Under newly permitted uses, those substances “will be listed as Schedule 8 (Controlled Drugs) medicines in the Poisons Standard,” but they will “remain in Schedule 9 (Prohibited Substances) which largely restricts their supply to clinical trials” for all other uses.

The Therapeutic Goods Administration, the Australian regulatory arm overseeing medicine and therapy in the country, said on Friday that the reclassification of the substances will take effect on July 1.

“Prescribing will be limited to psychiatrists, given their specialised qualifications and expertise to diagnose and treat patients with serious mental health conditions, with therapies that are not yet well established. To prescribe, psychiatrists will need to be approved under the Authorised Prescriber Scheme by the TGA following approval by a human research ethics committee. The Authorised Prescriber Scheme allows prescribing permissions to be granted under strict controls that ensure the safety of patients,” the announcement said.

The administration said that it will “permit the prescribing of MDMA for the treatment of post-traumatic stress disorder and psilocybin for treatment-resistant depression,” which it regards as “the only conditions where there is currently sufficient evidence for potential benefits in certain patients.”

“The decision acknowledges the current lack of options for patients with specific treatment-resistant mental illnesses. It means that psilocybin and MDMA can be used therapeutically in a controlled medical setting. However, patients may be vulnerable during psychedelic-assisted psychotherapy, requiring controls to protect these patients,” the administration said in the announcement on Friday. 

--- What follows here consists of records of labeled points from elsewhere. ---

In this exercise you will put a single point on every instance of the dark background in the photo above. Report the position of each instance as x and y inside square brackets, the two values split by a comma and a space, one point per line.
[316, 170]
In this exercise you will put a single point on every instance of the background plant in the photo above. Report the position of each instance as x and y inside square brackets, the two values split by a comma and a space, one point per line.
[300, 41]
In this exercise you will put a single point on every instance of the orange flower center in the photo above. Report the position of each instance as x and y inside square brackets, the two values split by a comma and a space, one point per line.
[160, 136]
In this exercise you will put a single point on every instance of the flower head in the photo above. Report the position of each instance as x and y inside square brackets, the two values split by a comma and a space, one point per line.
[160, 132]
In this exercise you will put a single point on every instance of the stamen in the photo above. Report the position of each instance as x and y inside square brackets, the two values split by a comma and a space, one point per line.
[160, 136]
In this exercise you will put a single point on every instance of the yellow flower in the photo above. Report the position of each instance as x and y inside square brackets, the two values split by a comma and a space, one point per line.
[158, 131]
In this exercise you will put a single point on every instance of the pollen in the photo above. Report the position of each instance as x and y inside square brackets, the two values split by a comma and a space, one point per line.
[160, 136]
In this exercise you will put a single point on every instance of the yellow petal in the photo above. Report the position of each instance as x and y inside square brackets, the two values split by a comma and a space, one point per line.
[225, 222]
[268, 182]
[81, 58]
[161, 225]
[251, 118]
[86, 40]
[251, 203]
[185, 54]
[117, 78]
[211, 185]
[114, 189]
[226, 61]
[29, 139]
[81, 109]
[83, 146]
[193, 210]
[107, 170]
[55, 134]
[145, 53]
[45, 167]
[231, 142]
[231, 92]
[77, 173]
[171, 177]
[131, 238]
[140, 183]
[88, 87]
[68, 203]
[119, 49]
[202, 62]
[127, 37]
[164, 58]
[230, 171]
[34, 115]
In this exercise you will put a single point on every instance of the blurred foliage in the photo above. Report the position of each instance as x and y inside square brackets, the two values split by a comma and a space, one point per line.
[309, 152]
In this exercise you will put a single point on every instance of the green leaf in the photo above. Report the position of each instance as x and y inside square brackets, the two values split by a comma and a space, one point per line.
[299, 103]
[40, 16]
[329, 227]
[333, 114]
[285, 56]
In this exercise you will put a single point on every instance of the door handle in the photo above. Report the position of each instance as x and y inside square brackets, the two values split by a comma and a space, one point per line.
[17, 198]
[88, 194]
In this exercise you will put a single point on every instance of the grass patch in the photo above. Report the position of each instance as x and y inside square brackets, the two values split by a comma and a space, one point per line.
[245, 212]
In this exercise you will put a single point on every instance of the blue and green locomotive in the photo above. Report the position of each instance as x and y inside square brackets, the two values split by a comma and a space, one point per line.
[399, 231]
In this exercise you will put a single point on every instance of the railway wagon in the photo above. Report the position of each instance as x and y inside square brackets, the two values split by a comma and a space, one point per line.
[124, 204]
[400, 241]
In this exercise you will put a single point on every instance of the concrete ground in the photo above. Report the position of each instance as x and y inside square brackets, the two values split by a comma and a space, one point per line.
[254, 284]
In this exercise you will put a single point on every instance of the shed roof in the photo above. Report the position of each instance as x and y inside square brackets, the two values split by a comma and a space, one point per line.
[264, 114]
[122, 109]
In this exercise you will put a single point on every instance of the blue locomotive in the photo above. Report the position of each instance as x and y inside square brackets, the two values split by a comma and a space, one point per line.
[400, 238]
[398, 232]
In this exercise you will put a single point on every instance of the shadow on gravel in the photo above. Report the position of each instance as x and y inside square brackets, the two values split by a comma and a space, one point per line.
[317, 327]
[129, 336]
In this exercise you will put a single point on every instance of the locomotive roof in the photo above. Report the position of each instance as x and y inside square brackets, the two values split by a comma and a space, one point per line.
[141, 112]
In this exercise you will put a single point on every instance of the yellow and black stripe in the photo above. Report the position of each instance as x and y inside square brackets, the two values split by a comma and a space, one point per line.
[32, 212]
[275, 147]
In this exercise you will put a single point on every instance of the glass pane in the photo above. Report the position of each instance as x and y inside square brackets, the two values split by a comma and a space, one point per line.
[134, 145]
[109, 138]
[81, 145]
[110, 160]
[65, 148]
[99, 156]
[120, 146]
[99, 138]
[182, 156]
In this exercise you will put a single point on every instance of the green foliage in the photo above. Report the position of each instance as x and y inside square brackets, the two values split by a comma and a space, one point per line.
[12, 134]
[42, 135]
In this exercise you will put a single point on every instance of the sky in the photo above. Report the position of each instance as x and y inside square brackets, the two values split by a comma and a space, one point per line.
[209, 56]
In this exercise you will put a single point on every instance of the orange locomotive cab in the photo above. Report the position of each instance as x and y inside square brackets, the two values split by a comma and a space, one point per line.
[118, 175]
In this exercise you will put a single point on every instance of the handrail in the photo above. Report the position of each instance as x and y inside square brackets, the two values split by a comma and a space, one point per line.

“The decision follows applications made to the TGA to reclassify the substances in the Poisons Standard, extensive public consultation, a report from an expert panel, and advice received from the Advisory Committee on Medicines Scheduling,” the regulatory agency continued. “There are currently no approved products containing psilocybin or MDMA that the TGA has evaluated for quality, safety and efficacy. However, this amendment will allow authorised psychiatrists to access and legally supply a specified ’unapproved’ medicine containing these substances to patients under their care for these specific uses.”

The administration said that the changes in classification for the substances “were made by a senior medical officer at the TGA who has been delegated by the Secretary of the Department of Health and Aged Care to exercise their authority to make decisions about the scheduling of medicines in the Poisons Standard.”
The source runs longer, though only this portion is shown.